Miles of Riparian Forest Buffers Planted in the Chesapeake Bay Watershed, 1996-2015. Credit: Chesapeake Bay ProgramAll Rights Reserved.

According to Fowler, Pennsylvania is drastically behind its goal for creating buffers. When the Chesapeake Bay Watershed Agreement was created in 2014, the goal was for Pennsylvania, New York, Virginia, West Virginia, Maryland, Delaware and the District of Columbia to collectively restore 900 miles of riparian buffers per year. Only in 2002 did the partners meet or exceed its goal. From 1996 through 2015, Pennsylvania averaged just over 350 miles of buffer planting a year.

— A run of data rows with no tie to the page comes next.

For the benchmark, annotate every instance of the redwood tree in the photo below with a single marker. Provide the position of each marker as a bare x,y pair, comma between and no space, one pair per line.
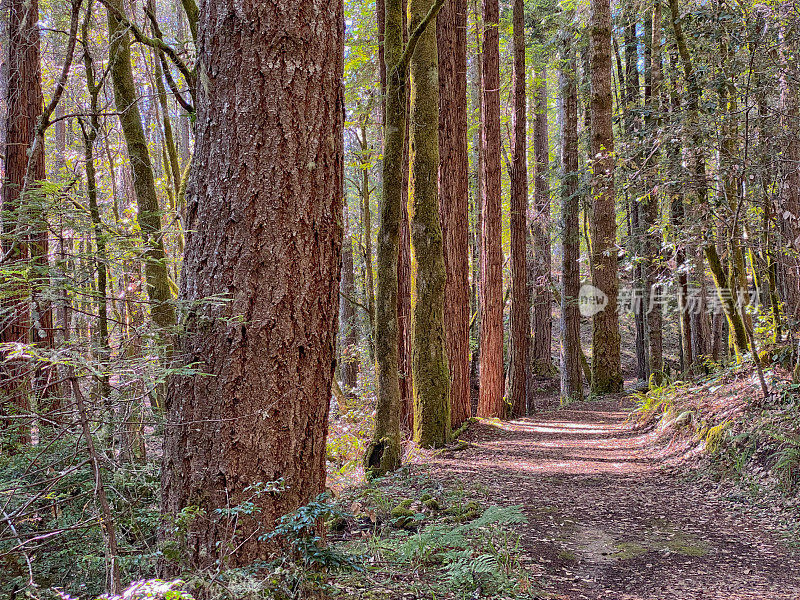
264,212
451,25
490,401
520,313
606,367
571,385
24,104
541,359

“We need a radically different approach to thinking about the implementation of this,” Fowler said. “It needs to be in the best interest of a farmer or landowner so they can see an economic value.”

For example, a corn producer who plants a crop next to a stream may be losing $500 an acre due to more severe storms that worsen flooding in that area. A goal of the workshop was to innovate ways for farmers to avoid the loss and start to gain economic benefits.

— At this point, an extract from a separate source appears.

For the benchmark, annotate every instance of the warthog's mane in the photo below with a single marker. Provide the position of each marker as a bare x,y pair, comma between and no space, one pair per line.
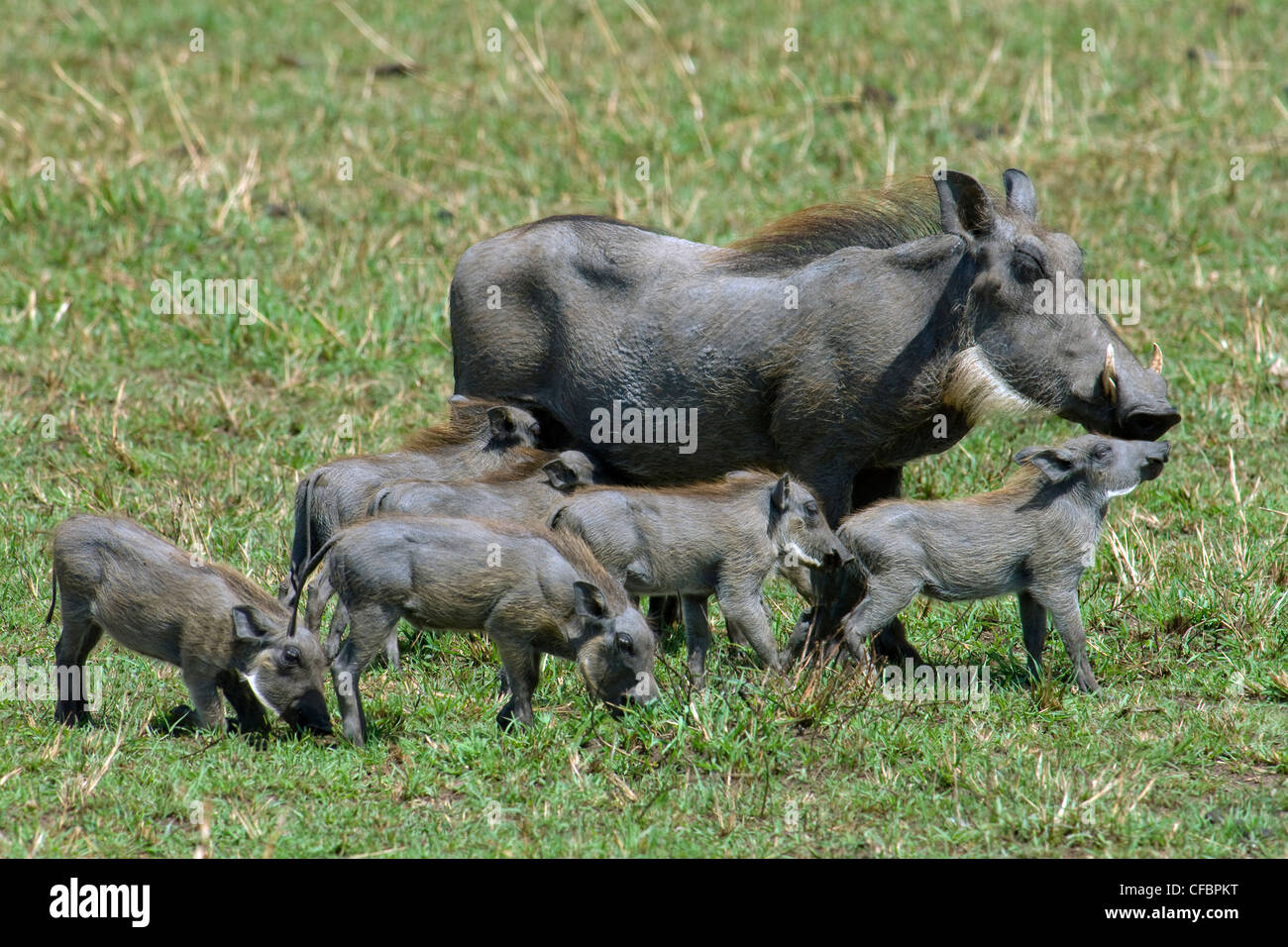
575,551
751,479
252,591
894,214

“If I plant my buffer with willow, willow does just fine in a flood,” Fowler said. “You could then harvest that willow and create products such as poultry bedding, erosion socks or biofuels and get paid, providing a better revenue stream than farming along a stream. While not a forested buffer, increasing buffers of any type helps address water quality goals while potentially providing other local benefits as well.”

The key is understanding local problems and working closely with the community to assist with local issues as well as to improve water quality in the bay, according to Fowler. This might include working with a farmer to move a barn because it is in danger of falling into a river or developing projects to keep cows out of streams to reduce disease and water quality impacts.

“Part of it is how you help someone understand that their most vulnerable areas are also the most ecologically sensitive areas,” Fowler said. “By solving smaller local challenges, we are slowly making progress in addressing the issues in both local watersheds and the bay.”

One issue that has been identified is that the programs which incentivize the installation of buffers do not always resonate with their target audience.

“If you have an entire set of federal programs aimed at ecosystem restoration and you are using federal payments to incentivize it and 25 percent of the population is Amish, you have a program that doesn’t fit,” said Fowler, who added the Amish, due to their religious beliefs, do not receive support from federal programs.

Fowler stressed that whatever the solution, it must be something that can be implemented quickly and can be scaled up just as fast to meet the impending 2025 goal.

“The goal of the workshop was to have implementable science that makes a difference as well as to normalize riparian buffers in agriculture,” Fowler said. “And if we can figure out how to make a difference locally, Pennsylvania has the potential for guiding how the world can address what is a critical global question.”

The workshop was held in November with the Chesapeake Bay Program’s Scientific and Technical Advisory Committee (STAC). The Chesapeake Bay Program is a partnership made up of federal and state agencies, local governments, non-profit organizations and academic institutions. The workshop was facilitated by Fowler and Tom Richard, director of IEE. Veronika Vazhnik and Stephanie Herbstritt, both Penn State doctoral students in Agricultural and Biological Engineering, were key organizers.

Following the workshop, the workshop’s advisory committee plans to distill the lessons learned into a workshop report for STAC. Results from the workshop will help inform the Chesapeake Bay Program and ultimately the governors of the participating states. Materials from the workshop, including a preliminary webinar, are available online.